Nick Lachey Reveals Motown Issued 98 Degrees a State-by-State 'Age of Consent' Guide for Tour
In a startling admission, Nick Lachey has revealed that Motown Records provided his boy band, 98 Degrees, with a specific legal guide to navigate relationships with underage fans while on tour. The revelation, made in the upcoming Investigation Discovery documentary 'Boy Band Confidential,' exposes a formalized, label-sanctioned system for managing the legal risks associated with young, predominantly female fanbases during the late-90s boy band era.
Lachey, now 52, recounted that when the group—comprising himself, brother Drew Lachey, Jeff Timmons, and Justin Jeffre—embarked on their first major tour in 1999, their label furnished them with a state-by-state breakdown of age of consent laws. The members were aged 21 to 24 at the time. This document was presented as a protective measure, ostensibly to keep the young stars 'out of trouble' with the legions of teenage fans who attended their concerts and meet-and-greets.

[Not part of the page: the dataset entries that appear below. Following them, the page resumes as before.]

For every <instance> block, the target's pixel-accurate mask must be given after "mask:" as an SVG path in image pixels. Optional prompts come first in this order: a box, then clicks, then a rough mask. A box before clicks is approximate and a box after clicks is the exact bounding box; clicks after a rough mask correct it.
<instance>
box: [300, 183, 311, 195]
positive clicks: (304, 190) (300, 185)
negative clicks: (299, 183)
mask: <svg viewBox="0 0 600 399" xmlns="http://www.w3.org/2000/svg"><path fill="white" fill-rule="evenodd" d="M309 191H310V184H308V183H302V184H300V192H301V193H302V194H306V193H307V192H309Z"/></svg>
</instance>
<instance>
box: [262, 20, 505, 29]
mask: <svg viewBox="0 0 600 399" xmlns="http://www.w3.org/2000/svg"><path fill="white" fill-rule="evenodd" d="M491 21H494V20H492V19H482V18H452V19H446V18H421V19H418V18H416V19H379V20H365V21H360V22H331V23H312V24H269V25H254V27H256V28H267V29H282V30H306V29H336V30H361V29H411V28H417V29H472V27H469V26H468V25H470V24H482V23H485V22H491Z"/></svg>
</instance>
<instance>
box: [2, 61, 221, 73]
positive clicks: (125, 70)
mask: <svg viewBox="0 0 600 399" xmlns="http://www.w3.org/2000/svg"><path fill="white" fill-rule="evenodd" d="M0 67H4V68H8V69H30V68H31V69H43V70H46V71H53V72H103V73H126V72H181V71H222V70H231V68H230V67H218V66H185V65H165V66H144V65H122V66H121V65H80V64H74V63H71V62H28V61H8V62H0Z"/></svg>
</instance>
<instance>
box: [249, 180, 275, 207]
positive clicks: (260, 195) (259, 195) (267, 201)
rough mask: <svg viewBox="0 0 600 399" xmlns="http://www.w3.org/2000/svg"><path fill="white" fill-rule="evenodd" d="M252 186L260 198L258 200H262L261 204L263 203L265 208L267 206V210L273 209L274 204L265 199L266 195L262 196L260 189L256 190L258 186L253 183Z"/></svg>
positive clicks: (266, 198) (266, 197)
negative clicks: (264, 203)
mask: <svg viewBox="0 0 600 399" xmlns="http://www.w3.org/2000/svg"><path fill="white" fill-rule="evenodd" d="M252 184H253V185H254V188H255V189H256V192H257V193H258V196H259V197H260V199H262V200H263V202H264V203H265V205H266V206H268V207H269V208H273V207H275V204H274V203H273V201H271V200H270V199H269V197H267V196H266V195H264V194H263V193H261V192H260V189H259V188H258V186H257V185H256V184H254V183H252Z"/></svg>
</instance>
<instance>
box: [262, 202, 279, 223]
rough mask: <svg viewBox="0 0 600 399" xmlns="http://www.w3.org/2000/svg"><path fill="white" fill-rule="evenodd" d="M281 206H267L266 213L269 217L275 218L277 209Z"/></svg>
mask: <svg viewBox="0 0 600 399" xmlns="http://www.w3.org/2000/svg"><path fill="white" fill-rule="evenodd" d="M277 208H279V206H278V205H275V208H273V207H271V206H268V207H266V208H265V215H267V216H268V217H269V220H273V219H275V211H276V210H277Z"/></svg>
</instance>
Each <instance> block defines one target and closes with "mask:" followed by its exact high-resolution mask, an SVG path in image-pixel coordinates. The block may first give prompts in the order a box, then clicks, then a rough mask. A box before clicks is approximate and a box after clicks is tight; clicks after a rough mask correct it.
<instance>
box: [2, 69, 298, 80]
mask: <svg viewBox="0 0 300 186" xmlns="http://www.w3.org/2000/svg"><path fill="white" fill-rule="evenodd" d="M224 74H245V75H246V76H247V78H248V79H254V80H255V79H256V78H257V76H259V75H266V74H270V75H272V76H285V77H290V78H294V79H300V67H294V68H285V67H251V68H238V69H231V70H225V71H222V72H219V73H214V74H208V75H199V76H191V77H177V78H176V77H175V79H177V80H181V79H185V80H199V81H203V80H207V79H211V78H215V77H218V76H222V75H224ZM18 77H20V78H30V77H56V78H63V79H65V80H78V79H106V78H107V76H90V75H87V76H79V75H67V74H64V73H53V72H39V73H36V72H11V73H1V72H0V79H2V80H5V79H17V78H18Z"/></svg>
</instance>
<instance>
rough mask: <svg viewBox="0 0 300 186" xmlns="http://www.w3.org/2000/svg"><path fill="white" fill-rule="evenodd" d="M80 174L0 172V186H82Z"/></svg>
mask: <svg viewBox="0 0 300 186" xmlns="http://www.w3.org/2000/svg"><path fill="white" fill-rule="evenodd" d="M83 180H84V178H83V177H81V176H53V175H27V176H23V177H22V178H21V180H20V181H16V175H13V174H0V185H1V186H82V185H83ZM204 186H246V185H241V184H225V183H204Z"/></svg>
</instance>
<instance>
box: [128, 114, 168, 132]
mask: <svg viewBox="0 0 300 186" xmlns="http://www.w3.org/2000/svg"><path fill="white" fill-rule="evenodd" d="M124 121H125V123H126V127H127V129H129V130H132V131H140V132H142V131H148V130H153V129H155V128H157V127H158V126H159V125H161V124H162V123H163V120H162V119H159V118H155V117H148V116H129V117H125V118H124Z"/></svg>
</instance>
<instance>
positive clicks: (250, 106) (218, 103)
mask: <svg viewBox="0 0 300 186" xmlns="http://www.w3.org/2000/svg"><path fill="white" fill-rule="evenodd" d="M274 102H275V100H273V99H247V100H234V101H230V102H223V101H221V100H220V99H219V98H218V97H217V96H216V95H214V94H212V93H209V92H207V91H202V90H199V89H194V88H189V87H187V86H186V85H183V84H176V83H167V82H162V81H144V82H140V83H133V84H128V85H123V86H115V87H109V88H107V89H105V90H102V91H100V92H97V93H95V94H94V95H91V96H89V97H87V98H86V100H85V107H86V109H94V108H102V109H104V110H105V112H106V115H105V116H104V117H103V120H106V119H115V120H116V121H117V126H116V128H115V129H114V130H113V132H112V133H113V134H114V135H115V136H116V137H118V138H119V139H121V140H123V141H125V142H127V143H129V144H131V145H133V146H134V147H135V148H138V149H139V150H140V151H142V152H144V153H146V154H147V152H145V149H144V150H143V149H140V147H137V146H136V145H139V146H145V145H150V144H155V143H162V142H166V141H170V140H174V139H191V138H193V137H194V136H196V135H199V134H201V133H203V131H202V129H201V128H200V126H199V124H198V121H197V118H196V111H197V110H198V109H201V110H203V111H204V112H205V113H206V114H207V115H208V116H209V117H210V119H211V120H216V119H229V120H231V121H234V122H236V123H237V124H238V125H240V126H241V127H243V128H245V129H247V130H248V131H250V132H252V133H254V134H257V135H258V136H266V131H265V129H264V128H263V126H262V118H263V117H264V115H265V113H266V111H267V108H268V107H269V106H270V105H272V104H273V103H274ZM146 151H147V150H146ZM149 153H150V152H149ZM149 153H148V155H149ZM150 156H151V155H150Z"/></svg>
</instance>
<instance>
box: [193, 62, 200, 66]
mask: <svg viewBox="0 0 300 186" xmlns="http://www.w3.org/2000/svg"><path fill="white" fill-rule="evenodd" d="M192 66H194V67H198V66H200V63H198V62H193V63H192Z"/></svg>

The disclosure pulls back the curtain on the calculated, corporate-level management of celebrity-fan interactions in a high-risk environment. It frames the intense scrutiny and potential legal liabilities not as an afterthought, but as a pre-planned operational concern for a major record label like Motown. The story raises pointed questions about the normalized pressures and ethical gray areas young performers were steered through by the industry machinery that profited from their appeal.